David A. Dusenbury, a retired deputy police chief in Long Beach, Calif., who now consults on police tactics, said the officers were probably justified.
If the boy was raising the gun as if to fire at someone, "then it's unfortunate, but the officer certainly would have the right under the law to use deadly force."
A recording of police radio traffic posted on KGBT-TV's website indicates that officers responding to the school believed the teen had a handgun. An officer is heard describing the teen's appearance, saying he's "holding a handgun, black in colour."
Less than two minutes later, someone yells over the radio, "Shots fired," and emergency crews are asked to respond. About two minutes later, someone asks where the boy was shot, with the responses that he was shot in the chest and "from the back of the head."
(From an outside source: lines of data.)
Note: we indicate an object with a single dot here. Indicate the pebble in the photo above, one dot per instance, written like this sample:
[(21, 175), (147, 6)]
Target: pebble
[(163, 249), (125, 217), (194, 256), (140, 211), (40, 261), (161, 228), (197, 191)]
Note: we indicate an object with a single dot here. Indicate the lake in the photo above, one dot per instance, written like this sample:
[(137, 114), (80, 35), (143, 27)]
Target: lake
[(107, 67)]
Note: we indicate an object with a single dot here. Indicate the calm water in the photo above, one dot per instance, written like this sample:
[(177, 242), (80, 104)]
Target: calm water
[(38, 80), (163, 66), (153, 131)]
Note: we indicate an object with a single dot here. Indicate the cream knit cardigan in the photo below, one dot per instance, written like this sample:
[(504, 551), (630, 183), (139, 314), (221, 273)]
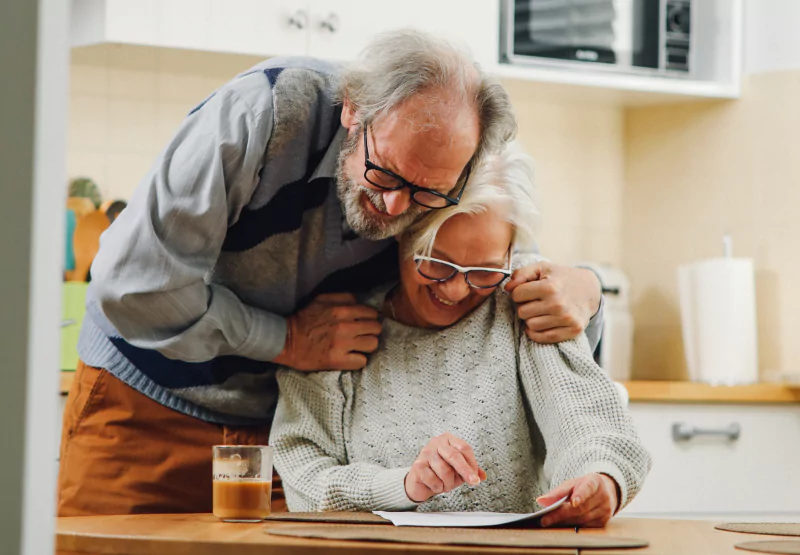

Dad doesn't know where son got pellet gun
The Brownsville Herald said Cummings students were attending classes Thursday at Daniel Breeden Elementary because the middle school will remain closed for crime-scene investigation purposes.
Superintendent Carl Montoya remembered Gonzalez as "a very positive young man."
"He did music. He worked well with everybody. Just something unfortunately happened today that caused his behaviour to go the way it went. So I don't know," he said Wednesday.
Gonzalez Sr. said he had no idea where his son got the gun or why he brought it to school, adding: "We wouldn't give him a gift like that."
He said he last saw his son around 6:30 a.m. Wednesday, when the boy said goodbye before leaving to catch the bus to school. And he said nothing seemed amiss the night before when he, his wife and their son went out for nachos then went home and watched a movie.
Gonzalez Sr. was struggling to reconcile the day's events, saying his son seemed to be doing better in school and was always helpful around the neighbourhood mowing neighbours' lawns, washing dogs and carrying his toolbox off to fix other kids' bikes.
Two dozen of his son's friends and classmates gathered in the dark street outside the family's home Wednesday night. Jaime's best friend, 16-year-old Star Rodriguez, said her favourite memory was when Jaime came to her party Dec. 29 and they danced and sang together.
"He was like a brother to me," she said.